3-Troop was no ordinary commando unit. Its members were exiles from the Nazi tyranny that had infected Europe. They came mainly from Germany and Austria. Most were Jews. Along with "physical fitness, speed and agility, and quick thinking," writes 3-Troop member Peter Masters in Striking Back: A Jewish Commando's War Against the Nazis, "we had been chosen for our initiative." They were well educated, all fluent in German. Many had lost immediate family at the hands of the Nazis.

Disenfranchised at home, in Bartizan they were classified as "friendly enemy aliens." Those who arrived before war declared and spoke out about the frightening situation in Europe were called alarmists by the press. Then in June 1940 the British Government began to round up these "aliens."

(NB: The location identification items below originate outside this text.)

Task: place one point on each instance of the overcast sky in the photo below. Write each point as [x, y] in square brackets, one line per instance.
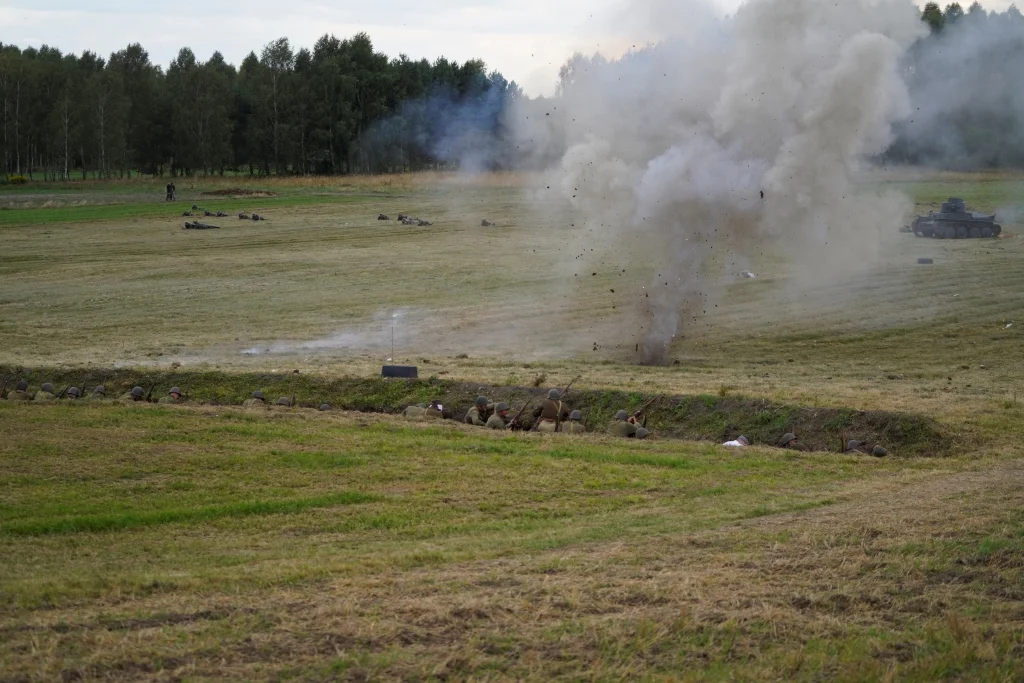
[526, 40]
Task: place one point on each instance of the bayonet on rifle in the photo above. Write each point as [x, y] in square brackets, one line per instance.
[518, 415]
[643, 409]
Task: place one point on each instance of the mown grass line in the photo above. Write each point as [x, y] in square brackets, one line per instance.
[88, 523]
[99, 212]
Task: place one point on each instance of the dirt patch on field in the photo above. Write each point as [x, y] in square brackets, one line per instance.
[239, 191]
[697, 418]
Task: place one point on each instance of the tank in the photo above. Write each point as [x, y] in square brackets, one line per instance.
[955, 222]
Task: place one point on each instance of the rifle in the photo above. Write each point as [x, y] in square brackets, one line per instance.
[561, 397]
[515, 420]
[568, 386]
[643, 409]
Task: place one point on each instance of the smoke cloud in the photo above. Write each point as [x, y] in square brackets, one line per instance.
[735, 133]
[967, 90]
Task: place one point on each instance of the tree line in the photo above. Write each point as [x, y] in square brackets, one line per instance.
[966, 81]
[343, 108]
[340, 108]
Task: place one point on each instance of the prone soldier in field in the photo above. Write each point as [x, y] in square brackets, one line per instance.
[865, 447]
[45, 392]
[173, 397]
[574, 425]
[20, 391]
[791, 442]
[551, 413]
[480, 413]
[499, 419]
[256, 400]
[133, 396]
[623, 426]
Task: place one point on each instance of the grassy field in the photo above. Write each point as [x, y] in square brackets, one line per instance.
[209, 542]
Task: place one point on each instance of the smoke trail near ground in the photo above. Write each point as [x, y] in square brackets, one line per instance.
[732, 134]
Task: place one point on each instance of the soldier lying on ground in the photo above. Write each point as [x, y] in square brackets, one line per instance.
[791, 441]
[574, 425]
[256, 400]
[867, 449]
[45, 392]
[20, 392]
[498, 420]
[173, 397]
[627, 426]
[551, 413]
[623, 426]
[422, 411]
[136, 394]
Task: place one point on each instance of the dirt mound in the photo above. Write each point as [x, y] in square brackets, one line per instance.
[239, 191]
[697, 418]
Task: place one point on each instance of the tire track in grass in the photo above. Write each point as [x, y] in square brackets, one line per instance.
[113, 522]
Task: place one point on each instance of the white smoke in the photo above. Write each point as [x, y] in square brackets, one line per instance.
[732, 133]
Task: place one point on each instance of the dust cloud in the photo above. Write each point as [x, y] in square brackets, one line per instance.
[735, 135]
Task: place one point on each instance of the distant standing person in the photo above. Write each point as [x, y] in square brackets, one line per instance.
[551, 413]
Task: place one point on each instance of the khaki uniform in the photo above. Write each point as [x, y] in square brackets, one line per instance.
[496, 422]
[623, 428]
[479, 416]
[551, 414]
[573, 427]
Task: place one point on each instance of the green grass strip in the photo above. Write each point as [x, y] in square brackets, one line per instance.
[86, 523]
[172, 212]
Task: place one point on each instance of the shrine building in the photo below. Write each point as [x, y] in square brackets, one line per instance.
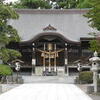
[52, 40]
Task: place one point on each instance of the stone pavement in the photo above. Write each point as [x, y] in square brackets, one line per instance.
[49, 79]
[45, 91]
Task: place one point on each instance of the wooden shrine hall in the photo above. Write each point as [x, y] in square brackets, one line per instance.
[52, 40]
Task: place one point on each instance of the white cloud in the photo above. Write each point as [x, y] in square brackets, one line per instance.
[7, 1]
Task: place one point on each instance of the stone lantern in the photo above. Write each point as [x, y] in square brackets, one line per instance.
[95, 64]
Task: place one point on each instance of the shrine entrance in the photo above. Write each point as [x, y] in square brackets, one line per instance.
[49, 54]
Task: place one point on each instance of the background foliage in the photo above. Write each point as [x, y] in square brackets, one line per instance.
[5, 70]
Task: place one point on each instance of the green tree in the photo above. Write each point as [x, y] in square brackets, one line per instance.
[94, 19]
[68, 4]
[7, 33]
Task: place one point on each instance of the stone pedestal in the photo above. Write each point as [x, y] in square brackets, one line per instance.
[39, 71]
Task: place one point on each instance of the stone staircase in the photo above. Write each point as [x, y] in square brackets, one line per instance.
[49, 79]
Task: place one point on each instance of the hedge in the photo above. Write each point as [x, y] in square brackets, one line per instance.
[5, 70]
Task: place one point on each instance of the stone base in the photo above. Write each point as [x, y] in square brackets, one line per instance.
[90, 89]
[60, 71]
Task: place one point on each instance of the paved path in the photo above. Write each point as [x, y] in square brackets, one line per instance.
[49, 79]
[45, 91]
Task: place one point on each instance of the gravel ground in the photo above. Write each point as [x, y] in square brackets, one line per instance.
[93, 96]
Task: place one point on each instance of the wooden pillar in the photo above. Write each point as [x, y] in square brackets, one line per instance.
[66, 59]
[33, 58]
[44, 59]
[55, 66]
[49, 61]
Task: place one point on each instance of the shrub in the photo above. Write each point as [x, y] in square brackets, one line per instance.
[98, 82]
[86, 77]
[5, 70]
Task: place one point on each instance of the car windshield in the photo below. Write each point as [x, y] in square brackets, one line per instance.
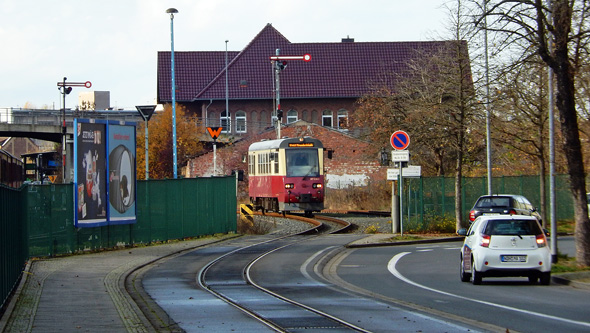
[512, 227]
[302, 163]
[490, 202]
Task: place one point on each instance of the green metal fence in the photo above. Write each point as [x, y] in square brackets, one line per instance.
[166, 209]
[428, 197]
[13, 240]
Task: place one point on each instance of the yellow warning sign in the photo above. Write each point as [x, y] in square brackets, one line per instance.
[246, 211]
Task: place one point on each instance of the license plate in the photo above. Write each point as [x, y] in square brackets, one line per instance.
[511, 258]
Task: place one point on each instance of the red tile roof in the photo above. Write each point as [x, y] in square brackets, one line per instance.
[336, 70]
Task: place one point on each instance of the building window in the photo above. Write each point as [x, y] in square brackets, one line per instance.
[240, 122]
[291, 116]
[225, 121]
[327, 118]
[342, 119]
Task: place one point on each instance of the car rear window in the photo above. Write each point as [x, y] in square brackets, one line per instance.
[493, 202]
[512, 227]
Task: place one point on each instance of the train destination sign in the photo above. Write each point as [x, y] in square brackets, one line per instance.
[301, 145]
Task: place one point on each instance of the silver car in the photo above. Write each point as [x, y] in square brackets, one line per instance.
[505, 245]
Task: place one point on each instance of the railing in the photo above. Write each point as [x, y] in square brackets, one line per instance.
[54, 117]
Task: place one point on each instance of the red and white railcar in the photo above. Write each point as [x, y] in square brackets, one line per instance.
[287, 175]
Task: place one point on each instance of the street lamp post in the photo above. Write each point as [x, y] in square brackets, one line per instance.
[146, 112]
[65, 88]
[173, 11]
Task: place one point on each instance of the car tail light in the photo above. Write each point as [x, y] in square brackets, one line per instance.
[485, 240]
[541, 241]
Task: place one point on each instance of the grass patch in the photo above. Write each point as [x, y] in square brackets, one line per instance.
[566, 264]
[566, 227]
[404, 238]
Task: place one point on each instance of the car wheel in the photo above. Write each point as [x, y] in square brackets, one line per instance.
[465, 277]
[533, 278]
[475, 275]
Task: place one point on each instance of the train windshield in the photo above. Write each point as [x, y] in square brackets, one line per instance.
[302, 163]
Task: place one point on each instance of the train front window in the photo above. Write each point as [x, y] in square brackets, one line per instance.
[302, 163]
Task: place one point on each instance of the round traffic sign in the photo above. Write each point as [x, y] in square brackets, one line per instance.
[400, 140]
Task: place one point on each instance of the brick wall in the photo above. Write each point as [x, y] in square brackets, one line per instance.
[258, 112]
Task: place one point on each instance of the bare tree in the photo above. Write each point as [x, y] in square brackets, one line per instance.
[558, 33]
[521, 118]
[434, 101]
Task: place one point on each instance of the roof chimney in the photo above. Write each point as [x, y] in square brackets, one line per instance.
[347, 39]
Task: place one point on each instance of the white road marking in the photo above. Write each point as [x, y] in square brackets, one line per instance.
[393, 262]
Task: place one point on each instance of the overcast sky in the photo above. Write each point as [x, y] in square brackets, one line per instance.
[114, 43]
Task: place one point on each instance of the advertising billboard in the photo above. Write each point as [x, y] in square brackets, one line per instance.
[90, 171]
[121, 174]
[104, 173]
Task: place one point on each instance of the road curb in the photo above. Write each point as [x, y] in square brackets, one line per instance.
[368, 243]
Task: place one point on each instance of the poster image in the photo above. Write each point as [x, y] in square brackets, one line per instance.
[90, 171]
[122, 180]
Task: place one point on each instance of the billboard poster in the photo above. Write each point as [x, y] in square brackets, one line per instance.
[122, 180]
[90, 171]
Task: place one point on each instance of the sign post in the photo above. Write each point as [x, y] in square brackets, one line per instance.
[399, 140]
[214, 132]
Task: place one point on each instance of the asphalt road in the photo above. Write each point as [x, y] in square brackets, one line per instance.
[428, 276]
[381, 289]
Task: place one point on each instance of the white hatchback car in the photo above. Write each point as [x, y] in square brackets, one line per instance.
[501, 245]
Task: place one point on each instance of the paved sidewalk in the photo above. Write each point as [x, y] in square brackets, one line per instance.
[85, 293]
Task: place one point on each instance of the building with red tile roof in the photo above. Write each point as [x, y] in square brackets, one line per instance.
[322, 91]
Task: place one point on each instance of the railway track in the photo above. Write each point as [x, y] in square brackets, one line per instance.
[228, 277]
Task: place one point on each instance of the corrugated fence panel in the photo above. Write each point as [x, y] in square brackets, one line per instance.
[13, 240]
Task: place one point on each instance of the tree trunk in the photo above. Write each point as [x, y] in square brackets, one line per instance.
[458, 185]
[565, 102]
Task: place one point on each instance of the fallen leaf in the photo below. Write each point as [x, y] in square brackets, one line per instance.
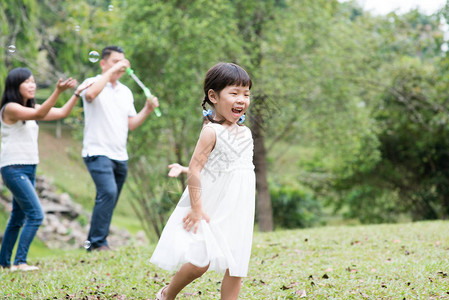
[301, 293]
[364, 295]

Several thousand were loaded onto ships headed for Australia and Canada, and interment. Others were sent to fenced camps in England and on the Isle of Man. However, as Tony Firth, a member of 3-Troop, comments wryly in a recent article, "When the British finally realized there were no Jewish Nazis, they allowed us to join the Auxiliary Military Pioneer Corps, an unarmed unit consisting primarily of the mentally, physically, and socially challenged. We loaded and unloaded trains and trucks, dug ditches, seethed in frustration because we felt that we could make a more significant contribution to the defeat the Nazis."

He continues: "Eventually, Admiral Lord Louis Mountbatten heard about this supply of young, fit, and intelligent men languishing in the Pioneers and felt they might be an asset for the commando units."

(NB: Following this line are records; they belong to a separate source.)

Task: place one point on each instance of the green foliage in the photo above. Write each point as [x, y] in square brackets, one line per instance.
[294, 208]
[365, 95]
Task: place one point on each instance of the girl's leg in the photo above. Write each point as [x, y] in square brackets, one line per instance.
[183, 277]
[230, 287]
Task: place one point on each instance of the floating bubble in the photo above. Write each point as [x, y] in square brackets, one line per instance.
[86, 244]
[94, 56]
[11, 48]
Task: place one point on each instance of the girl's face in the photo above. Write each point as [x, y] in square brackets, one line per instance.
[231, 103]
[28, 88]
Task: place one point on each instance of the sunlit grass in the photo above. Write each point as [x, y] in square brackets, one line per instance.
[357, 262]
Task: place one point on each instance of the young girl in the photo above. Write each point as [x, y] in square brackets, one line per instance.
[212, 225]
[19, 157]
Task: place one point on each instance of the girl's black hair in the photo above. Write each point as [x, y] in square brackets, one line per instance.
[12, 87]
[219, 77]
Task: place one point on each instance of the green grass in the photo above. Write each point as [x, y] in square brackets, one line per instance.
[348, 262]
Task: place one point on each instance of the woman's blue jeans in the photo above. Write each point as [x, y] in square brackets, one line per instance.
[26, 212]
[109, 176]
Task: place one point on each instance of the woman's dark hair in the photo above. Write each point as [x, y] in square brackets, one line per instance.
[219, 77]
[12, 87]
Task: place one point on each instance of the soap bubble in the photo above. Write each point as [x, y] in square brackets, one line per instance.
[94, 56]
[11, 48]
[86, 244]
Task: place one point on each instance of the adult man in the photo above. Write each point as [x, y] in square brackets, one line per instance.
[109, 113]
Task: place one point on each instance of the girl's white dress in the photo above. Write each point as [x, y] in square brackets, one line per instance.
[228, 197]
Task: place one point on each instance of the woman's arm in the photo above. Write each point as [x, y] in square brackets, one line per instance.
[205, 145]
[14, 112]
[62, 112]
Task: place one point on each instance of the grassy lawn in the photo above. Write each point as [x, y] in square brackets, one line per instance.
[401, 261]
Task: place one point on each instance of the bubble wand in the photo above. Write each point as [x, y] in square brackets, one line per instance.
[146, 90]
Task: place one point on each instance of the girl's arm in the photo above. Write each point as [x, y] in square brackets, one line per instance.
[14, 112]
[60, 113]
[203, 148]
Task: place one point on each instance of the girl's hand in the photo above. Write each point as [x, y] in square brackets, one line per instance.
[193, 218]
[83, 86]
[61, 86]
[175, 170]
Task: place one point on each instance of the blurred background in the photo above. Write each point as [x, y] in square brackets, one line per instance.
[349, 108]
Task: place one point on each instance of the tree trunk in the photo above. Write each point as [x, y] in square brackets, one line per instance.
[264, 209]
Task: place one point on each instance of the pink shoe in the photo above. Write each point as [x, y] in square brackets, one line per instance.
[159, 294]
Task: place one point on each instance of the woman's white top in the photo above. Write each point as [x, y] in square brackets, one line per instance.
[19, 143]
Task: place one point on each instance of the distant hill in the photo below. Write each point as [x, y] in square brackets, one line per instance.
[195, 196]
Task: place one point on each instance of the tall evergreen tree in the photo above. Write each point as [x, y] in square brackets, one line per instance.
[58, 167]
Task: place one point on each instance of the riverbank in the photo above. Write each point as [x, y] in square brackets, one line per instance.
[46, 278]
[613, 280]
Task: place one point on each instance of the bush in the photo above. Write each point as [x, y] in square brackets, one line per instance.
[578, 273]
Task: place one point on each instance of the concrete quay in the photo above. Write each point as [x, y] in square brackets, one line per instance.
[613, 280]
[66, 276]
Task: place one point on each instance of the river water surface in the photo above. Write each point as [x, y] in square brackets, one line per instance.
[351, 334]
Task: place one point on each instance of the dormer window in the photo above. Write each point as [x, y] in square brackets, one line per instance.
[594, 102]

Like the others, my father was chosen for the elite 3-Troop because of his drive, determination, and exceptional physical condition, as well as his education and linguistic abilities.

In the spring of 1942, my father shed his identity as Endre Kirschner of Budapest, Hungary, a Jew, and became Andrew Kershaw, British subject, belonging to the Church of England. Like the other 3-Troopers, he had been given an hour to choose a new, English-sounding name and warned never again to refer to himself by any other. He was to construct a new family history, a credible reason to explain a less then perfect English accent, and to burn any possessions that could give the game away.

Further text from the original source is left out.